Visa Regimes as Colonial Legacy
One of the most compelling dimensions of Mubarak’s campaign is its historical framing. He traces Africa’s restrictive borders directly to the 1884-1885 Berlin Conference, where European powers carved the continent into artificial states without regard for culture, ethnicity, or kinship.
“Several years later, we should not allow this colonial legacy–one that divided brothers and sisters–to continue,” he said.
Drawing parallels with apartheid pass laws in South Africa, Rhodesia (Zimbabwe), and Namibia, Mubarak argues that modern African visa requirements replicate the same logic of controlled African movement–this time enforced by Africans themselves.
“If they did this to us, must we also continue perpetuating that colonial legacy?” he asked.
Opponents of visa-free travel often cite security risks, but Mubarak dismisses this as a weak argument when weighed against evidence. He points to Rwanda, which maintains a visa-free policy despite bordering unstable regions.
“Look at Rwanda–it is visa-free and has not suffered terrorist attacks because of that,” he said.
Technology, he argues, is the solution: biometric systems, shared databases, drones, intelligence cooperation, and citizen vigilance. The problem, he insists, is not capacity but political will.
Kenya’s recent visa-free announcement, along with commitments from countries like Angola–targeting 2030–signals a possible turning point.
Mubarak situates the visa-free debate within a broader crisis of African youth migration. With limited opportunities at home, thousands risk their lives crossing deserts and seas to Europe.

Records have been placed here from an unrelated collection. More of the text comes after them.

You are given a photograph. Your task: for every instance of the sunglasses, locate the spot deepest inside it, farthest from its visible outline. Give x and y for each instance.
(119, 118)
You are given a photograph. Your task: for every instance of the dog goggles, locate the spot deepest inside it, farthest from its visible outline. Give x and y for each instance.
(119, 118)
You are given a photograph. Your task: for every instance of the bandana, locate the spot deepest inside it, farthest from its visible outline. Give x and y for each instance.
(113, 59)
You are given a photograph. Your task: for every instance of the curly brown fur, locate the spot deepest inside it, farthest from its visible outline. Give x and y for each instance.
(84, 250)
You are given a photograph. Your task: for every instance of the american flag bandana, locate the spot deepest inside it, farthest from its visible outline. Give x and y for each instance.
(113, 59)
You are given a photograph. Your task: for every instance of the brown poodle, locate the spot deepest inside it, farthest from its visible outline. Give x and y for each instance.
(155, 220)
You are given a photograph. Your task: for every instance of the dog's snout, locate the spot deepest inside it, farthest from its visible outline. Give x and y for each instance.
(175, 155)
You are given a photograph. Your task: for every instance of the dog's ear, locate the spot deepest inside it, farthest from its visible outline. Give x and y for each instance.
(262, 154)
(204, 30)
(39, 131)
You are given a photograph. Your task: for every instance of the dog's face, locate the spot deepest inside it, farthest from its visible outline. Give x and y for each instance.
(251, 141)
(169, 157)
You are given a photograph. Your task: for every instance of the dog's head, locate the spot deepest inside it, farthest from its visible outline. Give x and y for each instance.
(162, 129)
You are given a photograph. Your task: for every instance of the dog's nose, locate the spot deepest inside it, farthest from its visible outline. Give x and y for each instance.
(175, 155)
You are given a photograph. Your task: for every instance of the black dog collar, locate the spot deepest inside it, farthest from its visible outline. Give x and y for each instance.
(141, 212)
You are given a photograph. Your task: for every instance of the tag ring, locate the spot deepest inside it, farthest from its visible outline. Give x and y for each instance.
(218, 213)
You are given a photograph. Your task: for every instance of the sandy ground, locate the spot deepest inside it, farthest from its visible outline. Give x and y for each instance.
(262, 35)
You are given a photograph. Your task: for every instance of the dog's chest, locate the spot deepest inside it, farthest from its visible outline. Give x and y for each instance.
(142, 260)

“Africa’s youth are awake,” he said. “Visa-free Africa creates opportunities at home.”
He also links the campaign to changing global dynamics, including tightening immigration policies in the United States and Europe.
“If today the U.S. says it does not want Liberians, Ghanaians, or other Africans to come, isn’t that an opportunity?” he asked. “That same money could be kept here–imagine what it would do for our universities.”
Mubarak is careful to reject any comparison to Kwame Nkrumah, describing himself instead as a messenger.
“Kwame Nkrumah is too big. I’m just a disciple,” he said. “And as disciples, what do we do? We propagate the messages of our leaders.”
His motivation, he explains, is rooted in pain–pain from seeing missed opportunities, wasted resources, and African success stories elsewhere that contrast sharply with stagnation at home.
“If it is not Moses, and if it is not Ras Mubarak, then who?” he asked. “Somebody has to do the heavy lifting.”
While not all African countries may embrace visa-free travel by 2030, Mubarak believes a critical mass will. Currently, only Rwanda, Kenya, Benin, Seychelles, and The Gambia are fully visa-free, but momentum is building.
For Mubarak and his team, the Trans-Africa campaign is not just about visas–it is about completing Africa’s liberation.
“If people laid down their lives to give us political independence,” he said, “then the least our generation can do is ensure that Africa is truly liberated–not just for ourselves, but for our children.”
In that sense, the campaign’s greatest impact may not be the number of borders crossed, but the conversations ignited–challenging Africans to move from spectators to citizens in shaping a united, integrated, and prosperous continent.